Le Corbusier y la ciudad catástrofe
En Nueva York, la obra no está delante de nosotros, sino que nos rodea completamente, estamos parados en ella, y posiblemente vivamos en ella
Al pie de un frío edificio de usos múltiples, rodeada de rascacielos cartesianos, una discreta inscripción en la acera reza: “Cien veces he pensado: Nueva York es una catástrofe, y cincuenta veces: Nueva York es una hermosa catástrofe”. La inscripción funciona como una de esas fichas colocadas junto a un cuadro o una escultura que leemos para luego volver a mirar la obra que tenemos delante con otros ojos, sopesando y comparando lo que se dice con lo que se tiene realmente en frente. Sólo que, en este caso, la obra no está delante de nosotros, sino que nos rodea completamente, estamos parados en ella, y posiblemente vivamos en ella.

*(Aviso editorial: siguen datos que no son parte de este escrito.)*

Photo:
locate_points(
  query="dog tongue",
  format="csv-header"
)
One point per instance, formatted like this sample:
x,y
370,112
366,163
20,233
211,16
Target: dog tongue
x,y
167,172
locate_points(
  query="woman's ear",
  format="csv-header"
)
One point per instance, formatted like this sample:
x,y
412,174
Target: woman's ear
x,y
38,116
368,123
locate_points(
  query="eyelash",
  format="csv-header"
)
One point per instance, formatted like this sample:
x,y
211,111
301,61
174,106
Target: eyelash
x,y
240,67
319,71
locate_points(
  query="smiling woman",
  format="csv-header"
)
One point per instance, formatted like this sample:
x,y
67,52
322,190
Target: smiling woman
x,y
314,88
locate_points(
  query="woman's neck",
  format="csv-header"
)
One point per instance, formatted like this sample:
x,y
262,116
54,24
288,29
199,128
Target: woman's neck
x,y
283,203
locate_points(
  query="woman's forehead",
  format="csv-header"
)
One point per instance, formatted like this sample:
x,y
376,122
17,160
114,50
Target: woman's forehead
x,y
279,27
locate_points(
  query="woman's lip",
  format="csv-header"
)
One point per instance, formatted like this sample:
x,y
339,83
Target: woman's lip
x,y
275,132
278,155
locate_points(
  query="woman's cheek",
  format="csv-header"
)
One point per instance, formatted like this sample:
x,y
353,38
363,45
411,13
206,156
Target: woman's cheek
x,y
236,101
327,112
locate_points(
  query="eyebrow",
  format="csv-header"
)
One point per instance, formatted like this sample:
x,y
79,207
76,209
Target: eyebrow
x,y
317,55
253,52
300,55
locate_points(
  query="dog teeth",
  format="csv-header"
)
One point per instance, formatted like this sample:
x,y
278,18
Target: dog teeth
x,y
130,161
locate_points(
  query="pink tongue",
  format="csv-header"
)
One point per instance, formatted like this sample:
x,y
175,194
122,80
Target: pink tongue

Las palabras son de Charles-Édouard Jeanneret, Le Corbusier, que visitó Manhattan a mediados de los años treinta. Tras aquel viaje, escribió un librito, lleno de admiración y resentimiento, titulado Cuando las catedrales eran blancas. En él abundan sentencias lapidarias sobre el estado derelicto de los muelles y las calles, o el tamaño inapropiado de los rascacielos: a Le Corbusier le parecía que éstos eran demasiado chicos y chatos, y despreciaba su adherencia al “zigurat”, o estructura piramidal, en vez de a la más audaz, pura y cartesiana verticalidad que defendía.
Le Corbusier regresó a Francia, después de aquel viaje, sin siquiera un encargo en Nueva York. De hecho, nunca le fue comisionado ningún edificio en la ciudad. Fue consultor para los planes del edificio central de Naciones Unidas, pero al final le dieron el proyecto a otro. Tiene algo de ironía cruel el hecho de que la gran capital del siglo XX y el gran arquitecto del siglo XX nunca se hayan cruzado. Nunca, salvo en ese acuse de recibo de la indiferencia que la ciudad le propinó, ahora inscrito en una banqueta: Nueva York es una catástrofe.